Michel Butor, feu follet des lettres
Un texte de Francine de Martinoir, publié le le 25 août 2016 dans La Croix
À l’écart des modes, brillant et inclassable, l’écrivain qui
chemina avec les tenants du Nouveau Roman n’appartenait à aucune école. Décédé mercredi 24 août à l’âge de 89 ans, il laisse une
œuvre aux mille visages, érudite et ouverte aux merveilles du monde.
L’écrivain Michel Butor, le 5 décembre 1964. Stringer/AFP
Bien qu’il n’ait jamais accepté d’être considéré comme un
écrivain prolixe, Michel Butor a publié 1 500 livres, jusqu’à une anthologie
personnelle de Victor Hugo et un recueil d’épîtres sur la tenture de
l’Apocalypse du château d’Angers, au printemps derniers – des inédits sont
encore annoncés pour l’automne. Dans cette bibliographie impressionnante
figurent aussi des textes très brefs, des affiches, des plaquettes pour
artistes ou des cartes postales. Cette œuvre immense, connue et reconnue sur le
plan international, reste pourtant à découvrir.
Né à Mons-en-Barœul (Nord) en 1926, Michel Butor avait,
après des études de philosophie, suivi un cursus universitaire qui l’entraîna
d’un bout à l’autre de la planète, avec deux pôles importants, les États-Unis
et l’Égypte, et plus tard, la découverte émerveillée du Japon.

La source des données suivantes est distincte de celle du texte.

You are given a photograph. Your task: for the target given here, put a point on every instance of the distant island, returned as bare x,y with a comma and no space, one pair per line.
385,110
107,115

S’il passa les
dernières décennies de son existence dans un petit village de Haute-Savoie,
dans une maison un peu isolée qu’il avait appelée « À l’écart », il vécut
longtemps entre deux ou trois pays, de multiples avions, et divers fuseaux
horaires.
Son plus célèbre roman, La Modification
Dans Passage de Milan, qui parut en 1954 dans l’indifférence
générale, puis dans L’Emploi du Temps, (1956) qui le fit accéder à la
notoriété, on pouvait déjà déceler ce qui serait un des motifs récurrents de
son univers : la prégnance d’un lieu. À l’évocation d’un immeuble dans son
premier roman, succéda celle d’une petite cité anglaise, Bleston, triste,
ennuyeuse et devenue pour le narrateur français exilé une énigme fascinante.
Dans le troisième, La Modification (1957), qui obtint le
Prix Renaudot, une ville est encore au cœur de la narration. Au terme d’un
voyage en train Paris-Rome, le héros qui veut rejoindre la femme aimée comprend
que son amour était en fait attirance pour cette ville.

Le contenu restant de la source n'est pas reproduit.